Let's suppose we are looking into ordering a dataframe based on a certain group id. This could be used in the real world, for example, to list the best selling products from various brands. Note that to begin with, there could be alternative ways to proceed. One could use Cassandra tables clustering keys and paging to navigate the products by brand and have the products stored in order on disk. This would potentially mean replicating the skews on the disk, and not being able to index the products by id in order to jump to a specific page, as the paging can only start from the beginning of the products if you don't have an incremental id saved within the tables.
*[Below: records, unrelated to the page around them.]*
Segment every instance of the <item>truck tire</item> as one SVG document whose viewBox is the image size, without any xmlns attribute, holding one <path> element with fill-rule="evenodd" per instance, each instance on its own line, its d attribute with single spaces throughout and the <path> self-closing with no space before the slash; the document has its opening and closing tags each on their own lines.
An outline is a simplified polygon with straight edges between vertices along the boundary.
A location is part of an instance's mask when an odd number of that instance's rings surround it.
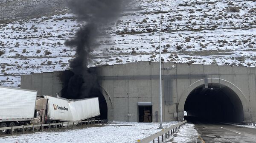
<svg viewBox="0 0 256 143">
<path fill-rule="evenodd" d="M 46 123 L 45 123 L 47 124 L 48 124 L 49 123 L 52 123 L 52 121 L 50 121 L 50 120 L 47 120 L 46 121 Z M 51 127 L 51 128 L 52 128 L 51 126 L 50 126 L 50 127 Z M 49 129 L 49 126 L 44 126 L 44 128 L 45 129 Z"/>
<path fill-rule="evenodd" d="M 25 123 L 24 122 L 23 122 L 23 121 L 20 122 L 19 123 L 19 125 L 18 125 L 18 126 L 25 126 Z M 26 128 L 24 128 L 24 131 L 26 131 Z M 17 129 L 17 131 L 22 132 L 23 132 L 23 129 L 22 129 L 22 128 L 19 129 Z"/>
<path fill-rule="evenodd" d="M 56 121 L 53 120 L 53 121 L 52 121 L 52 123 L 57 123 L 57 122 Z M 55 125 L 52 125 L 51 126 L 51 128 L 56 128 Z"/>
<path fill-rule="evenodd" d="M 11 126 L 15 126 L 16 125 L 15 124 L 15 123 L 13 123 L 13 122 L 10 122 L 8 123 L 8 125 L 9 127 L 11 127 Z M 16 131 L 16 129 L 12 129 L 12 132 L 13 133 L 15 133 L 15 132 Z M 12 129 L 8 129 L 8 132 L 10 134 L 11 134 L 12 132 Z"/>
<path fill-rule="evenodd" d="M 0 128 L 5 128 L 5 127 L 7 127 L 7 125 L 6 124 L 6 123 L 0 123 Z M 5 134 L 7 132 L 7 129 L 5 129 L 3 130 L 0 130 L 0 135 Z"/>
</svg>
So now let's imagine that all brands have a relatively low number of products, except a few which have many millions. We also order the dataframe and give rows an index over a window in this fashion:

  def orderProductsBy(
products: Dataset[ProductsForOrdering],
colname: String,
): Dataset[ProductsForOrdering] = {

val window = Window.partitionBy("brand_id").orderBy(col(colname).desc)

products
.withColumn("ordering", row_number().over(window))
.as[ProductsForOrdering]
}

A problem will arise where one tasks will take much longer than others, which will leave CPUs idle for most of the ordering time.

A potential solution

A common solution to this problem is to treat the skewed data separately. That's what we will set to do. We will filter the products based on how many the brand has, treat the vast majority of brands with the same function as above, and give the handfull of brands with a large number of products a special treatment which will allow for their ordering to be spread over multiple tasks and thus multiple cores. For efficency purpose, we will also salt the columns when partitioning by brands in order to be able to both filter quickly (as we will filter on partition key) and have smaller balanced data partitions. All that, except separating large cluster that I will leave to you, is done the following way:

  def orderProductsIndividually(
productPreparedForOrdering: Dataset[ProductsForOrdering],
colname: String
): Dataset[ProductsForOrdering] = {

// number of subdivisions of each brand partition
val evilDataParallelism = 4000

val saltedBrandProducts = productPreparedForOrdering
.withColumn("salt", (rand * evilDataParallelism).cast(IntegerType))
.repartition(col("brand_id"), col("salt"))
.persist()
// as saltedBrandProducts is used in the execution plan that collect largeBrands
// and the one for the code below, we should save some time by persisting it.

// we collect the list of large brands for iterating with a foreach
val largeBrands =
saltedBrandProducts.select("brand_id").distinct().collect().map {
case row: Row => row.getInt(0)
}

var resultDataset = spark.emptyDataset[ProductsForOrdering]

// for each brand, we append a union of its ordered products
// to the spark processing plan
uniqueClusters.foreach { bid =>
resultDataset = resultDataset.union(saltedBrandProducts
.filter(col("brand_id") === bid)
.orderBy(col(colname))
.as[ProductsForOrdering]
.rdd
.zipWithIndex
.map { case (row, index) =>
row.copy(ordering=(index+1))
}
.toDS()
.as[ProductsForOrdering])
}

// let's not forget to unpersist this dataset as it won't be used again
saltedClustAddrs.unpersist()

resultDataset

}

warning

Try not to apply this special treatment to too many or too small groups as it will then make little sense due to this foreach and to the potentially weak CPU gain.

Conclusion

Applying this strategy to highly skewed datasets translated into a nice performance and stability boost for our spark jobs. Nonetheless, it is not a silver bullet as it only addresses severe skews.